I thank Bob Bender, my editor at Simon & Schuster, for his support of and patience with an author whose two-year project turned into a five-year marathon, and my agent Nat Sobel for placing the book with an editor as good as Bob.
Finally and mostly, I thank my wife, Lauren Kessler, who not only encouraged me to keep after Pauling until he agreed to cooperate in this project, but also acted as a sounding board for ideas, provided a sympathetic ear for complaints, and superbly edited most of the text, all while writing an award-winning book of her own.
Thomas Hager
Eugene, Oregon
June 1995
Preface to the Ebook Edition
Readers can thank the advent of electronic books for this new edition of Force of Nature. This book was (and is) a labor of love. It took me five long years to research and write. It marked my debut as a solo author. Its publication represented an important step forward both for my professional career and for my development as a writer. When it finally reached print in 1995, it was respectfully, sometimes enthusiastically, endorsed by critics, a very important factor in building my self-confidence, and enabling me financially and psychically to consider book writing as a career.

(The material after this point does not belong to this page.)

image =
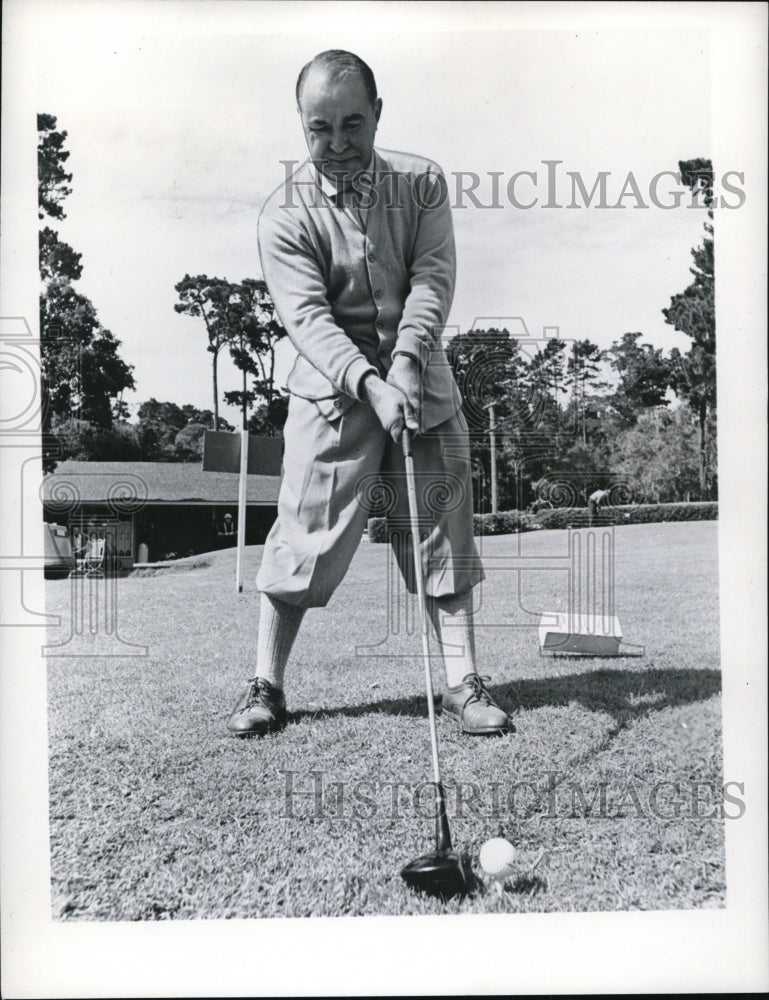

Commercially, however, the book was a bust. My publisher, Simon & Schuster, so accommodating during all those years of writing, was less patient building the book’s market. Hardcover sales were slow, and the sheer size of the book, at more than 700 old-style print pages, made it economically impractical to put out a paperback. Publishing decisions often, at least in the old days, came down to things as mundane as the price of paper and ink. Within months of its publication, Force of Nature, like most hardcover titles, appeared and disappeared, off the shelves and out of print.
Until now.
Luckily for me, S&S made its decision to
stop producing the book back in the electronic Dark Ages before ebook rights meant anything. Force of Nature went out of print, literally and in the legal sense, which is something that rarely happens now. Today, publishers can legally keep titles “in print” in perpetuity by digitizing them, creating a sort of shadow existence for books that offers a sense of permanence in the marketplace, but all too often relegates titles to a living death, an endless, low-selling e-limbo that yields very little income for most writers. But, thanks to the fact that ebooks did not yet exist, my agent Nat Sobel and I were able to recover the rights to Force of Nature. For years I did nothing with those rights, concentrating instead on raising a family, running a university press, and writing several more books. Recently, however, after years of hearing people ask why the book was not available, I decided to bring Force of Nature back to life by releasing it digitally. The result is before you. I took on the task of preparing and publishing an ebook version as a sort of home project, under the name of my small personal publishing company, the Monroe Press. Putting Force of Nature into an ebook format not only offered the chance to reach new readers, but also gave me the opportunity to add some new material, smooth some clunky prose, and correct a few niggling errors in the original text that have bothered me for years. The vast majority of the book remains intact. My only regret is losing the original footnotes and their links to an extensive Bibliography. Those interested in sources will have to seek out a hardcover copy. Perhaps print offers some advantages after all.